Planning for Personal Emergencies

Barbara Weltman

What would such an event mean for your business?

Business owners know to plan for catastrophic events, like storms, fires, and prolonged power outages, that can temporarily put them out of operation. There are numerous resources to help with disaster and recovery planning for a business. But what about a personal emergency, such as a serious illness or accident, a divorce, or a death in the family? What would this mean for your business and how should you handle it?

A recent death in my family prompted me to consider this matter. I had business events scheduled that involved many other people. Sadness about the death and related responsibilities aside, what would or should you do about business activities—pending and prospective? Now, when you’re not dealing with any personal emergency, is a great time to think about what such an event would mean to your business and how you’d deal with things.

Here’s my take on planning for personal emergencies.

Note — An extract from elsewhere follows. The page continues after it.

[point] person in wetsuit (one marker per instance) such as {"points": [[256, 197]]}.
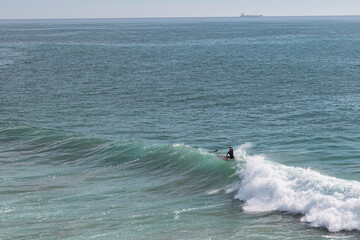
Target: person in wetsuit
{"points": [[230, 153]]}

  1. Reschedule business appointments, meetings, and other activities that are conducive to alternate dates. People understand that things happen and usually are willing to accommodate your needs. Explain as much or as little about your personal emergency as you choose.
  2. Meet business obligations that are difficult to reschedule (e.g., involve many different parties; have been publicized for a set date; have had considerable financial commitment) if you can. Sometimes this is impossible and you’ll have to make alternate plans despite the inconvenience and cost involved.
  3. Do long-term planning for the possibility of any personal emergency because at some time or another, just about every business owner experiences a personal emergency. Have a backup person who can attend to routine business matters in your absence. Have an emergency fund that can provide money needed during a period in which you won’t be bringing in revenue.
  4. Review your insurance coverage. For example, make sure you have disability coverage to protect you financially in case an occurrence prevents you from working in your business for some time. Learn more about insurance protection from The Hartford’s Business Owner’s Playbook.
  5. Seek expert advice. Whether this is medical, legal, spiritual, or otherwise, don’t delay in getting the best guidance to see you through your personal issues.

And it helps to keep a positive attitude. Most personal emergencies are temporary interruptions in your business life. Deal with the personal issues as quickly and efficiently as you can so you can get back to the business you love.